Rachmáninov, Caplet, Debussy, Holbrooke compusieron música sobre los poemas de Poe, que alcanza hoy día el heavy metal y las vanguardias de los grupos que zarandean a la última juventud. La pintura de De Chirico, de Moore, de Manet, los dibujos de Doré, tiemblan al son de los versos del poeta maldito y su cuervo alado. El gran Neruda instala a Poe en una "matemática tiniebla". Muerto a los cuarenta años, las corrientes románticas de la época le arrollaron siempre. Fue mejor cuentista que poeta pero sus versos, sobre todo Ulalume, El Cuervo y Helena, tal vez Annabel Lee, son faros encendidos entre la niebla. La verdad es que iluminaron casi todos los nuevos caminos del siglo XIX. Leí en su día la espléndida traducción que para Hiperión hicieron María Condor y Gustavo Falaquera.

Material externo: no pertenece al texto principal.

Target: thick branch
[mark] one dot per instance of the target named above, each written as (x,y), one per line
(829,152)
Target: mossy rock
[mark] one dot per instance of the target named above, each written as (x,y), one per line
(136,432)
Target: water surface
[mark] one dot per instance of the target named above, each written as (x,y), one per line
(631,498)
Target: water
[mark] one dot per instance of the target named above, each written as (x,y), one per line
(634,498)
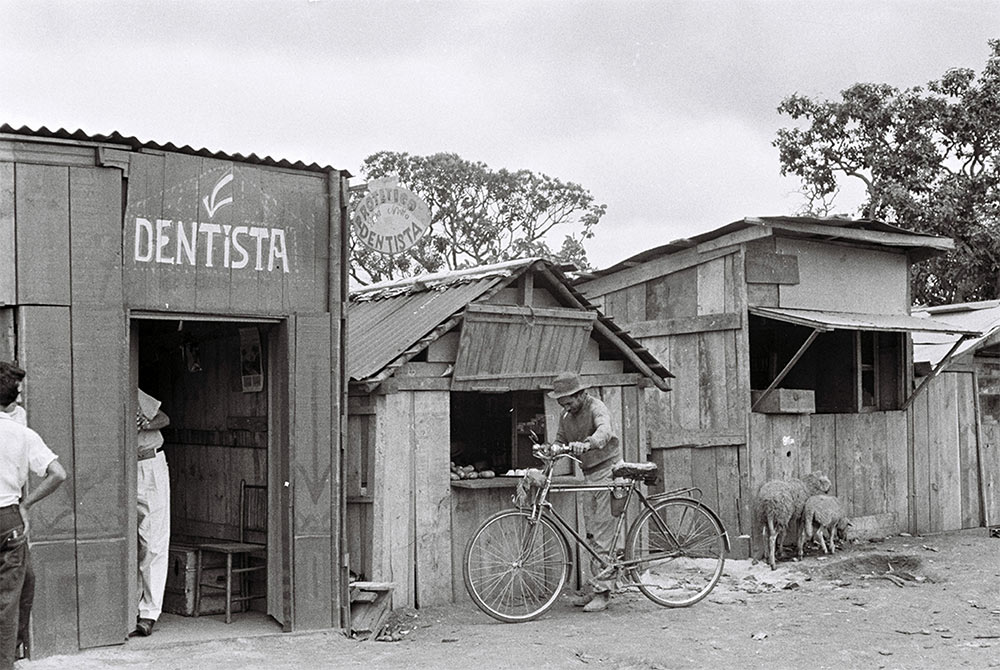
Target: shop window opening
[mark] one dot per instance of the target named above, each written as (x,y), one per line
(849,371)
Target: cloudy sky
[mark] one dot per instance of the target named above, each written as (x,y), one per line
(663,110)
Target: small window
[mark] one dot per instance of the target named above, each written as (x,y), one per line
(848,370)
(495,431)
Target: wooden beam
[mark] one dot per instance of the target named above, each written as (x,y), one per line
(652,269)
(705,323)
(787,368)
(935,371)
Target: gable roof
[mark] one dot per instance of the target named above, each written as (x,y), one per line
(136,144)
(983,317)
(391,322)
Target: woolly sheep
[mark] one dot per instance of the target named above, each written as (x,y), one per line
(822,515)
(779,502)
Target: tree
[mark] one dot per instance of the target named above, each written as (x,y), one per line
(928,158)
(479,216)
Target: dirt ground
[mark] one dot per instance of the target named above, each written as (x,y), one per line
(901,602)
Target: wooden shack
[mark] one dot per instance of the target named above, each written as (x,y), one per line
(955,420)
(789,340)
(453,368)
(216,282)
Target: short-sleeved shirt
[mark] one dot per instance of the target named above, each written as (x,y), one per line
(148,407)
(22,450)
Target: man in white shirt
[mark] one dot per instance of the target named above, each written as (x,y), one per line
(22,451)
(153,498)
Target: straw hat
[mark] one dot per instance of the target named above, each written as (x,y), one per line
(566,384)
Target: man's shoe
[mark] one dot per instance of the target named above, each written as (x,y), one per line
(143,627)
(599,603)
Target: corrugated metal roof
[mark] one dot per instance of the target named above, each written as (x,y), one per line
(390,322)
(825,320)
(980,316)
(135,144)
(930,243)
(381,329)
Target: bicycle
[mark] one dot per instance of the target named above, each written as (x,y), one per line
(518,561)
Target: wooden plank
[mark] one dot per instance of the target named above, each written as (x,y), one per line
(823,448)
(102,518)
(104,612)
(312,463)
(714,401)
(967,449)
(649,270)
(42,234)
(8,262)
(96,246)
(991,469)
(394,532)
(432,490)
(683,325)
(920,488)
(631,437)
(896,467)
(686,395)
(712,287)
(945,435)
(55,610)
(727,471)
(673,296)
(772,268)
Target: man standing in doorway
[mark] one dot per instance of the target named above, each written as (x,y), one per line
(585,426)
(22,451)
(153,497)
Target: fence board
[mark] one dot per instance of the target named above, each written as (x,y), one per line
(432,490)
(42,234)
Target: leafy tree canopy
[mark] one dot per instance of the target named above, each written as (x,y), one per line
(928,158)
(478,216)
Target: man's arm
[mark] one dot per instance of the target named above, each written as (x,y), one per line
(54,476)
(161,420)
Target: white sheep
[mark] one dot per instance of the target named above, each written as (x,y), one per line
(822,515)
(779,502)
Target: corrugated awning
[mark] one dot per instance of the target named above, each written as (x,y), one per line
(823,320)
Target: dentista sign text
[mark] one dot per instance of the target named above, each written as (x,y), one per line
(390,218)
(210,245)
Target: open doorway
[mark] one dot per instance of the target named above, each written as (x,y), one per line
(213,378)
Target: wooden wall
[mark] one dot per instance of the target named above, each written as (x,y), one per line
(945,456)
(70,337)
(864,455)
(692,320)
(63,285)
(218,433)
(407,524)
(174,188)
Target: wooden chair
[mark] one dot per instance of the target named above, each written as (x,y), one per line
(242,557)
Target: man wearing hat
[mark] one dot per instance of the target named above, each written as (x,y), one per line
(585,426)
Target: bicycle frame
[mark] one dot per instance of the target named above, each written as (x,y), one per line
(541,506)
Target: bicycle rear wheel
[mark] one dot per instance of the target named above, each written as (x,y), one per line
(677,552)
(514,567)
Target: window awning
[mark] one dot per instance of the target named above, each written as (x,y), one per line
(825,321)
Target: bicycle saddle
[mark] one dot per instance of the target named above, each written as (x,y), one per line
(644,472)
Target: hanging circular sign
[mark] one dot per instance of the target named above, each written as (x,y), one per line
(390,218)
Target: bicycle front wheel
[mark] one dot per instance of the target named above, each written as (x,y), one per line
(515,567)
(676,552)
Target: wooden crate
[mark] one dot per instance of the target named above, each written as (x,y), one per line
(178,596)
(786,401)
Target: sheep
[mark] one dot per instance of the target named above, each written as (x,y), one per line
(781,501)
(826,512)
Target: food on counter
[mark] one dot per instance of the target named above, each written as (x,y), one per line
(470,472)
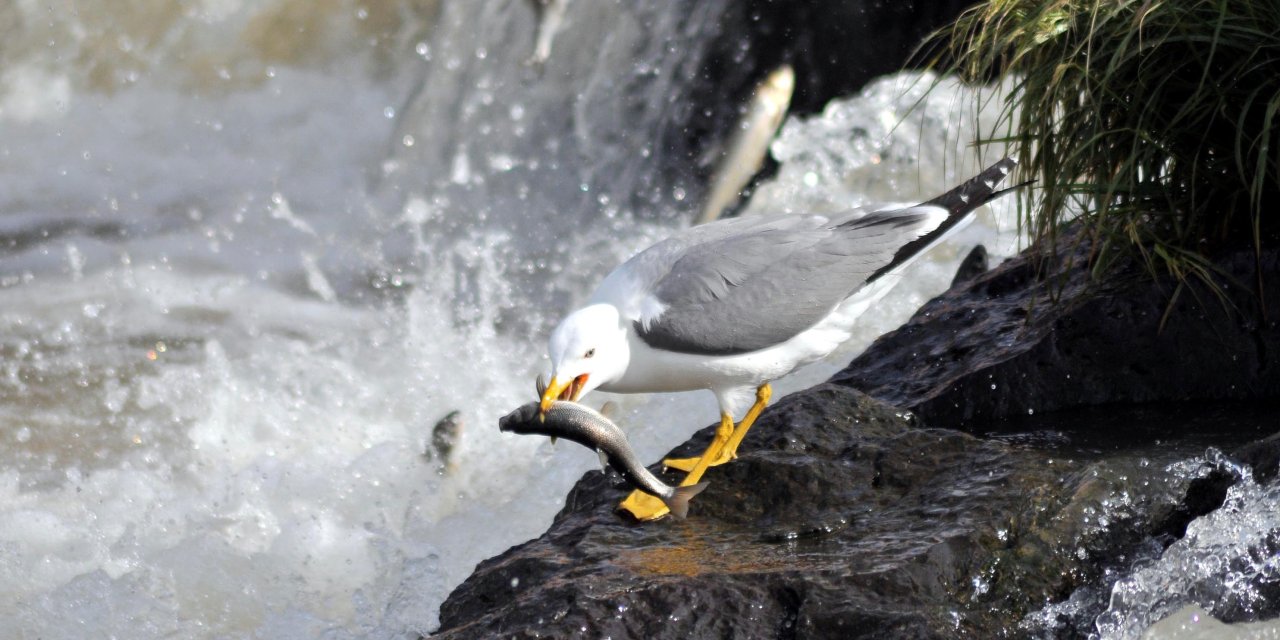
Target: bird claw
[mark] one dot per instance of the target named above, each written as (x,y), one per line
(688,465)
(644,507)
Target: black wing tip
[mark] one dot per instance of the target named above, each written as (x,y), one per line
(977,191)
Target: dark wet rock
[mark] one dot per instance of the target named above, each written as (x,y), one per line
(846,516)
(973,265)
(1037,336)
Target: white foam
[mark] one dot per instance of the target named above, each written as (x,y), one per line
(220,357)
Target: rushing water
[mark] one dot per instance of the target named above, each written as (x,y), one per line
(251,251)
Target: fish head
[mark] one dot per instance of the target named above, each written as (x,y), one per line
(524,420)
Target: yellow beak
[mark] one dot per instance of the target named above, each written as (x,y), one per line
(562,389)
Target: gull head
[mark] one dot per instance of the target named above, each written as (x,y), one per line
(588,350)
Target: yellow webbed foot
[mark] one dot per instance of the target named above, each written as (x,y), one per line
(644,507)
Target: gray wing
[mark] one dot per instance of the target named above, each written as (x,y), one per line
(763,284)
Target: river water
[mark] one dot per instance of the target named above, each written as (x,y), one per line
(251,251)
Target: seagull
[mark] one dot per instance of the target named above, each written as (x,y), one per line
(735,304)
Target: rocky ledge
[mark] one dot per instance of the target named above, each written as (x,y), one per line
(1024,439)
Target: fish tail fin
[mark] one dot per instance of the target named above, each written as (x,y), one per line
(679,501)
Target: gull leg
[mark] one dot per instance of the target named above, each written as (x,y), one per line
(714,453)
(730,451)
(647,507)
(722,449)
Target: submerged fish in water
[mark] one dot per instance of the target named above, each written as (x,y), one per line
(586,426)
(444,438)
(750,142)
(551,13)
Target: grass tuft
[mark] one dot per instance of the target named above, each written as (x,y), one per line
(1157,123)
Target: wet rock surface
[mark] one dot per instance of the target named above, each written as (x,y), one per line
(848,516)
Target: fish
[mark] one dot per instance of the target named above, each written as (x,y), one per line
(444,438)
(592,429)
(750,141)
(551,13)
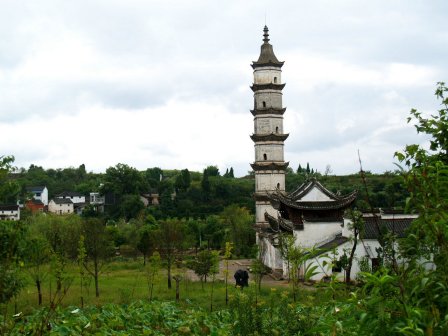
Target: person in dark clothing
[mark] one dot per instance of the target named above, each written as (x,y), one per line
(241,278)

Gran acierto de Sastre y Pérez de la Fuente en esta explosión cultural que conmocionó el teatro Marsillach de San Sebastián de los Reyes. A pesar de tanto hedonismo y tanta frivolidad, por encima de la basura que inunda los estercoleros artísticos de la España emputecida de hoy, triunfa como un fulgor la cultura auténtica que se eleva con su grito -Ulalume, Ulalume, ¿dónde estás Ulalume?- para golpear el corazón del poeta, el pensamiento del espectador sobrecogido, el alma del pueblo sencillo y profundo, evadido "del limbo de las almas lunares", "this singfully scintillant planet, from the Hell of the planetary souls?", de este planeta, que centellea en pecado desde el infierno de las almas planetarias.

Zigzag

Carlos París es un intelectual serio, coherente y sagaz. Ejerce la liberalidad y reconoce el mérito allí donde lo encuentra, al margen de ideologías y sectarismos políticos. Es comunista pero, como a Pablo Neruda, le importa, antes que nada, el hombre. Ha conseguido el reconocimiento general en el mundo arisco de la filosofía. Su libro sobre Unamuno es definitivo en muchos aspectos y sobrecoge su inquietante Crítica de la civilización nuclear. Carlos París publica ahora un libro de memorias que he leído de un tirón. El filósofo se ha aproximado certeramente a lo que ha ocurrido en España, también en el mundo, en las últimas décadas hasta la Transición, pero también relata su peripecia personal e íntima, desde la infancia, con el relato estremecedor de la muerte de su compañera, Emy, en el incendio del hotel Corona de Aragón, en Zaragoza. Como en Orfeo negro, buscó a la mujer querida por los desolados corredores y los interminables pasillos hasta encontrarla asfixiada y muerta. Un gran libro, en fin, que solidifica a Carlos París en las estancias más exigentes de nuestra vida intelectual.